Nieman Foundation at Harvard
HOME
          
LATEST STORY
From shrimp Jesus to fake self-portraits, AI-generated images have become the latest form of social media spam
ABOUT                    SUBSCRIBE
March 20, 2024, 11:52 a.m.
Business Models

The Intercept charts a new legal strategy for digital publishers suing OpenAI

Raw Story, AlterNet, and The Intercept are among the first smaller publications to go up against the AI goliath for copyright violations.

Two lawsuits against OpenAI are charting a new path for copyright litigation against AI developers — one tailored to outlets that only publish on the internet.

On February 28, The Intercept, as well as the progressive news sites Raw Story and AlterNet, filed lawsuits claiming OpenAI had used their stories to train ChatGPT without permission or compensation. All three publications are being represented by the same civil rights law firm, Loevy & Loevy.

These new suits come just two months after The New York Times filed a landmark case in U.S. Federal District Court.
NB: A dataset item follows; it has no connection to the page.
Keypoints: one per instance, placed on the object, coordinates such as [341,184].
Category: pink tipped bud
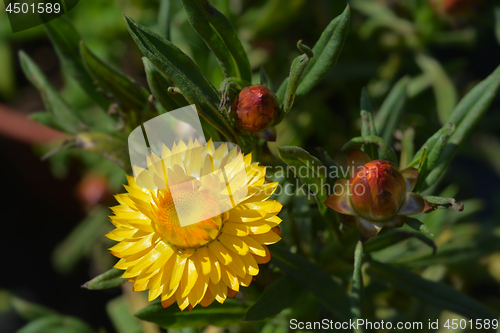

The Times was the first major American media company to sue OpenAI for infringing on its copyright in training the lucrative GPT large language models (LLMs).

Instead of relying on standard claims of copyright infringement, the way the Times case does, the lawyers at Loevy & Loevy have narrowed in on OpenAI’s alleged violation of a 1998 law called the Digital Millennium Copyright Act, or DMCA.

“We think that this is the model that will give online news organizations, especially smaller ones, the best opportunity to ensure that they’re compensated for the use of their work in training AI models,” said Matt Topic, a partner at Loevy & Loevy and one of the lead lawyers on the suits. “We’re fully prepared to bring additional cases for other organizations who are similarly interested in obtaining compensation for what OpenAI has done with their work.”

The claims of The Intercept, Raw Story, and AlterNet will ring familiar for anyone who has been following the allegations from publishers against OpenAI over the last several months. Novelists, journalists, and other authors have alleged that OpenAI, in vacuuming up text from different corners of the internet, folded their copyrighted works into its training data sets. Some of the proof is in ChatGPT’s own outputs.

A study released this month by Patronus AI, a startup launched by former Meta researchers, found that GPT-4 reproduced copyrighted content at the highest rate among popular LLMs. When asked to finish a passage of a copyrighted novel, GPT-4 reproduced the text verbatim 60% of the time. The new lawsuits similarly allege that ChatGPT reproduces journalistic works near-verbatim when prompted.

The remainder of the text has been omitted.